For now, even the wisest of us are children in our understanding of the value of what God has given in the incarnation. We’re asked merely to participate in the giving of grace and truth here on earth, and we sigh, like my son, and think we’ve been asked too much, when the reality is we’ve been adopted into the family of God, called to be sons and daughters.

So when I say grace and truth are given to you through Christ, I know it falls short of the glorious reality of Christmas, of the incarnation and life of Jesus Christ. But I’m glad to spend the rest of my life saying it. Grace and truth are yours through Christ, if you choose to follow after him.

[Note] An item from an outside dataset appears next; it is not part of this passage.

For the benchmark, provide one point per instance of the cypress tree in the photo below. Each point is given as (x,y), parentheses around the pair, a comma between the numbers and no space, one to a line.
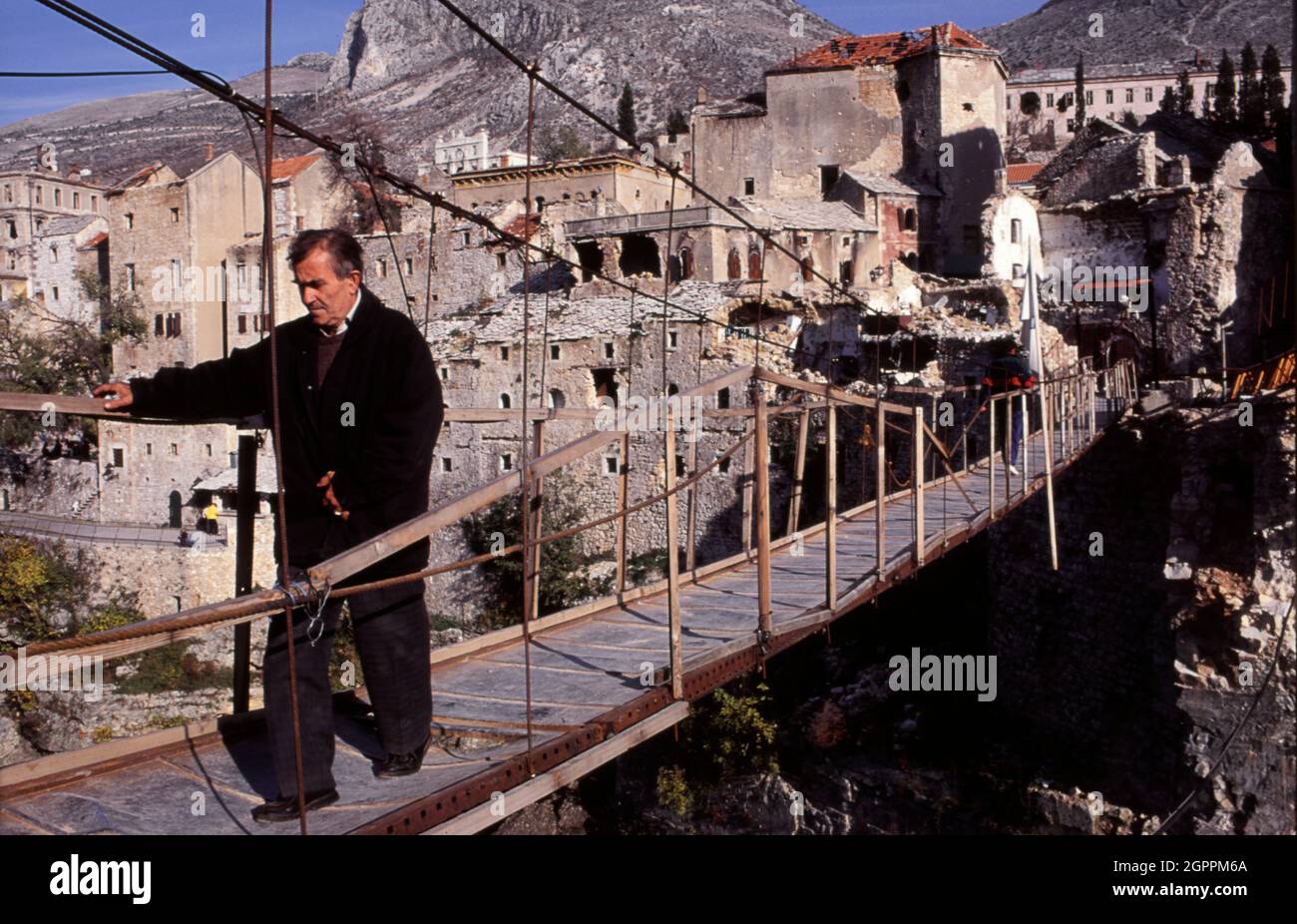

You’ll be called a son or daughter of God and receive a divine inheritance. This is freely given to you in Christ. Merry Christmas.

God has given us grace in Christ. Our true love gave us the two turtledoves, the old and the new testament, to convict us and lead us to grace in Christ. The law reveals the sin and brokenness in the world, and the gospel grants us grace to forgive us our sins and welcome us into the kingdom and the redemption of this world.

And God has given us truth in Christ, this miraculous ability to know God truly as he is truly revealed in Christ, truth that like Christ himself is so often rejected from the places you would most expect to find it, and so it dwells in mangers, and in small towns, and in people who hardly seem dignified enough to be called sons and daughters of God. Even in you and me.

And in speaking of the grace and truth of God in Christ, I want to close by dwelling on the idea of fullness. John writes, v.14, that Christ is full of grace and truth, and in v.16, from this fullness we have received grace upon grace.

We worship a God who is completely full of grace and truth, and in his incarnation, he brought both grace and truth with him. He was so full of grace and truth, that as he lived and moved among us, grace and truth came flowing out of him, unable to be contained, filling even the people around him. He offered them, come and drink, and never be thirsty again. As Paul writes, “in him the whole fullness of deity dwells bodily, and you have been filled in him.”

So while I can’t tell you the whole of what Christ has done for you, just like I can’t tell AJ the whole of what his mother has done for him, I can tell you the result of knowing him, of being near him; it’s fullness, full of grace and truth together. It overflows in him.

My invitation today is an invitation to fullness, to being filled with grace and truth. May God fill us with grace and truth and dwell among us.